Tatapan Kimora menajam penuh peringatan. Tidak suka saat nama Anna dibawa-bawa. Setiap kali Andreas datang menemui Anna. Keduanya selalu berakhir dengan perkelahian dan mabuk di bar. Dan selalu Kimora yang kerepotan.

"Kau seharusnya berhenti berjudi. Ayahmu tidak akan pernah memberikan pekerjaan padamu jika kau terus begini."

Mendengar nasihat Kimora, Andreas hanya bergerak mengejek dengan menggoyangkan kepalanya ke kanan dan kiri.

Cukup menghela nafas Kimora beranjak dari sana dan membereskan sisa bunga untuk kembali ia kemas.

Andreas melirik buket bunga yang sudah Kimora kemas seadanya namun tetap tampak rapi. Dengusan sinis tercipta diwajahnya.

"Kau cukup dekat dengan tuan Xergio untuk orang yang pernah menjadi luka dan dilukai."

Kimora tidak bergeming di tempatnya untuk beberapa saat. Wajahnya berubah sendu dan perasaan bersalah kembali menyelimutinya. Kimora tidak pernah suka saat Andreas atau pun Anna yang sedikit banyak tahu ceritanya mengungkit kembali luka lama.

"Kau tahu kau tidak salah, Kim. Berhenti menyalahkan dirimu. Pria tua itu mungkin saja hanya memanfaatkanmu."

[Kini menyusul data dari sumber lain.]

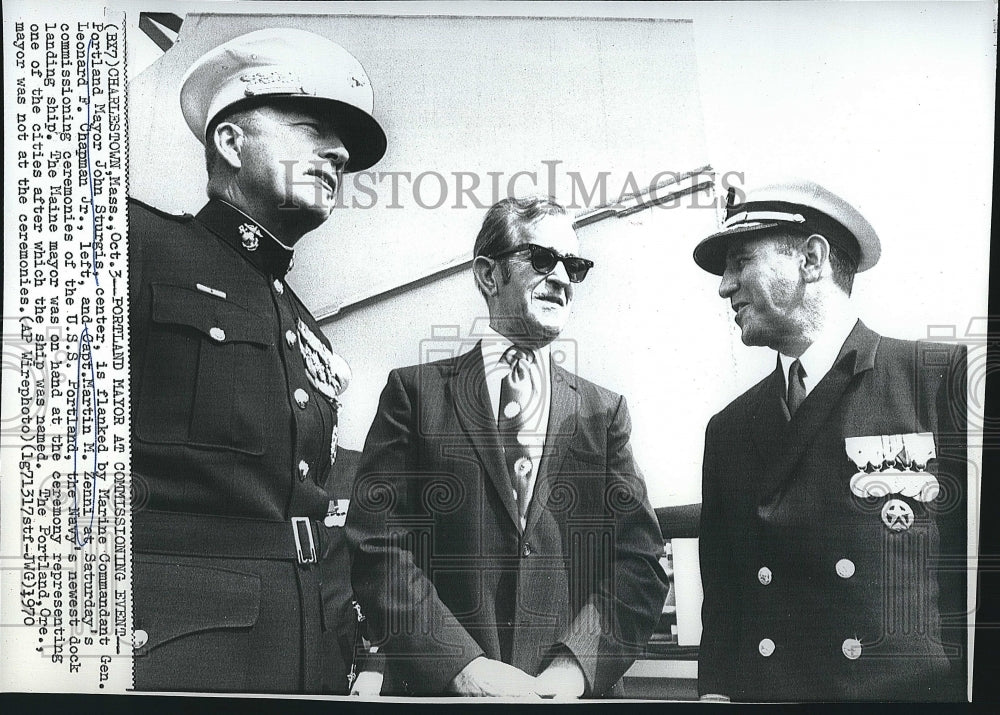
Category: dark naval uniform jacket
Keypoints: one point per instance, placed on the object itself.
(241, 572)
(811, 591)
(445, 571)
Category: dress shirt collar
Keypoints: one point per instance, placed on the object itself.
(494, 345)
(820, 356)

Tatapan keduanya beradu tajam. Kimora tidak suka saat ada orang yang menjelekkan Aslan sementara ia bahkan begitu menghormati sosok yang sudah ia anggap seperti ayahnya sendiri.

"Pria tua itu bukan ayahmu, Kim. Kau tidak harus mengorbankan waktumu untuk mengurus pria jompo itu."

Raut wajah Kimora amat jujur tanpa ada niatan ia tutupi sedikit pun. Kimora kesal. Mengesampingkan benar atau salah ucapan Andreas. Kimora hanya tidak suka saat ada orang yang mempertanyakan apa yang ia kerjakan atau lakukan.

"Maka sama halnya denganmu, kau bukan keluargaku maka tidak ada keharusan darimu mempertanyakan apa yang kulakukan."

Kimora melangkah meninggalkan Andreas yang masih menggeram marah.

"Keras kepala!" Hardik Andreas kesal.